Peru's Real-Time Gross Settlement system, the LBTR, processed 1.12 million operations totaling S/ 5.48 trillion in 2025, representing a slight contraction of 0.5 percent in volume and 2.5 percent in value compared to the previous year. The modest decline masks a significant structural shift underway in Peru's financial infrastructure, as the country's rapidly expanding digital payment ecosystem increasingly reshapes how interbank settlement demand flows through the central bank's core clearing system.
The LBTR, operated by the Banco Central de Reserva del Perú, processes an average of approximately 4,500 transactions per day with a daily settled value of around S/ 21.9 billion. With roughly 38 participants including banks, financial companies, savings banks, state entities, and the securities depository CAVALI, the system remains the indispensable backbone of Peru's high-value payment architecture. Twenty-five of these participants maintain secure web service integration with LBTR, which adopted AES 256 encryption in June 2024 as part of ongoing security enhancements.
The most striking development in Peru's payment landscape is occurring below the LBTR's wholesale settlement layer. National digital payments averaged 1.106 billion operations per month in the first half of 2025, a 61.8 percent increase year-over-year. This rapid growth is driven primarily by interoperable digital wallets, particularly Yape and Plin, which together generated over 186 million monthly transactions as of June 2025. The interoperability framework that connects these wallet providers through the CCE clearing house ultimately creates settlement obligations that flow through the LBTR, meaning the wholesale system's functional importance extends far beyond its own transaction count.

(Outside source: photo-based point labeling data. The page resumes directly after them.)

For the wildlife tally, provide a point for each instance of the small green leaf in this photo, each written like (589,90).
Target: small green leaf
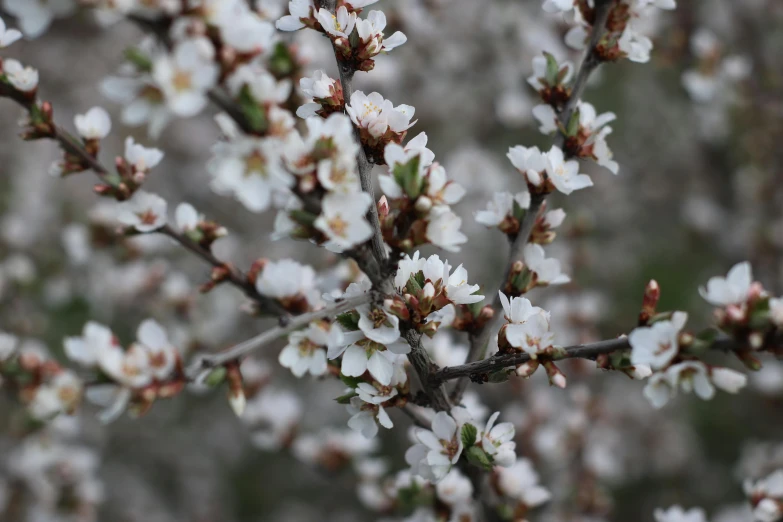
(345,399)
(302,217)
(468,435)
(407,177)
(552,69)
(498,376)
(351,382)
(139,59)
(573,124)
(255,113)
(478,457)
(349,320)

Within the LBTR itself, the first half of 2025 revealed a notable divergence between proprietary and client operations. Participant-initiated own-account operations fell 18.8 percent in value, driven by reduced secondary market activity in BCRP certificates of deposit. Client operations, by contrast, increased 15.4 percent, suggesting growing demand for real-time settlement of customer-driven transfers even as interbank treasury activity softened.

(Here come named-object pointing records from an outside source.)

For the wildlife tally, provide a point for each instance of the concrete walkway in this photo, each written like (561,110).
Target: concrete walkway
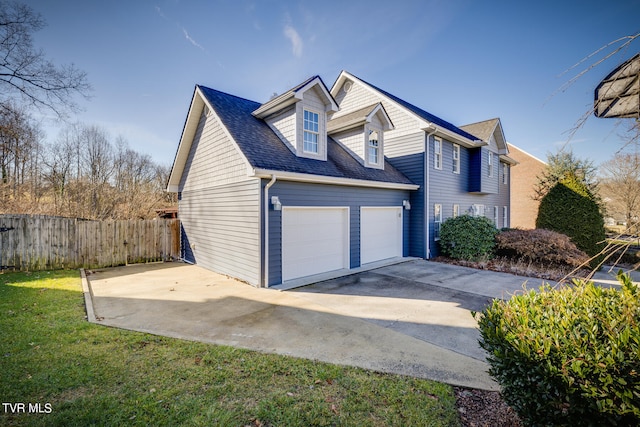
(412,318)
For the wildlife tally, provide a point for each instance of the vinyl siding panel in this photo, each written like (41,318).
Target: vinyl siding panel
(213,159)
(222,225)
(360,96)
(412,166)
(302,194)
(284,125)
(447,188)
(219,205)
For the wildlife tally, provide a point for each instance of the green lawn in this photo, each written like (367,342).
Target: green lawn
(85,374)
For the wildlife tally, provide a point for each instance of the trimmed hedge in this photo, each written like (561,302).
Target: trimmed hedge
(466,237)
(568,356)
(544,247)
(570,208)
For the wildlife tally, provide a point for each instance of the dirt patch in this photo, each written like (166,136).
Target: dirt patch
(480,408)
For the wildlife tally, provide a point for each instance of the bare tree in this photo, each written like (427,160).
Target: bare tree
(19,148)
(565,164)
(620,184)
(26,73)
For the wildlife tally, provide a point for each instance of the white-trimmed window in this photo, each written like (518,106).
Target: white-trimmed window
(311,133)
(490,163)
(505,217)
(373,147)
(437,220)
(437,153)
(456,158)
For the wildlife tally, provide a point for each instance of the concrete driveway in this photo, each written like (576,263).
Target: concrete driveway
(412,318)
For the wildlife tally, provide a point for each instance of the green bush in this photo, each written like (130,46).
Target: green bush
(570,208)
(544,247)
(467,237)
(569,356)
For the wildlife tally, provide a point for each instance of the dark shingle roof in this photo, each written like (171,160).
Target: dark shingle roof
(424,114)
(264,149)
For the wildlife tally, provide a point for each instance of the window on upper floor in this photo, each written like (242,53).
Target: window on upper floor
(437,153)
(505,217)
(456,158)
(373,147)
(437,219)
(490,163)
(311,132)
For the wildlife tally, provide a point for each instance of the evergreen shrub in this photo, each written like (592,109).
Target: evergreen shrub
(467,237)
(570,208)
(543,247)
(569,356)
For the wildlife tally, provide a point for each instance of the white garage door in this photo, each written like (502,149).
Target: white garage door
(314,240)
(380,233)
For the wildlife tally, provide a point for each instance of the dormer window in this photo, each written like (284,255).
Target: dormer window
(311,133)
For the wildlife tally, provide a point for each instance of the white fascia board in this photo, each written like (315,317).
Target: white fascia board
(319,179)
(188,132)
(330,102)
(451,136)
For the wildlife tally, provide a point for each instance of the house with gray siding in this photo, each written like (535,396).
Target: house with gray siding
(318,181)
(460,170)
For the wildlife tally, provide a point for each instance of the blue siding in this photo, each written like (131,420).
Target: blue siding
(447,188)
(305,194)
(479,179)
(413,167)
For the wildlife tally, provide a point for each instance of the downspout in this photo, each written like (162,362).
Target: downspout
(265,283)
(426,189)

Peru's central bank is also advancing its digital currency pilot, BiPay, which saw daily transactions grow 68.5 percent between October 2024 and February 2025, rising from 54,000 to 91,000 daily transactions. While still small relative to the broader payment system, the pilot's growth trajectory suggests the BCRP is methodically building the infrastructure and operational experience needed for a potential broader rollout.

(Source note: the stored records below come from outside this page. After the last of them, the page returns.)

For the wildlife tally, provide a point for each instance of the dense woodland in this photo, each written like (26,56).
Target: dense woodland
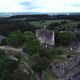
(20,33)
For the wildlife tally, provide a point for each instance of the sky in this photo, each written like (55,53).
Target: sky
(51,6)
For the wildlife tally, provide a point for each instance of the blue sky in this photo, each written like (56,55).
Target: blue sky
(39,5)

The trajectory of Peru's payment system illustrates a pattern familiar across Latin America: stable or gently declining RTGS volumes amid surging retail digital payment adoption. The wholesale settlement layer remains critical, but its role is evolving from a direct conduit for large-value transfers into an increasingly important backstop for net settlement of enormous retail payment flows. For the LBTR, this evolution will likely demand continued investment in capacity, resilience, and extended operating hours to support an economy where 591 digital payments per adult were made in the first half of 2025 alone.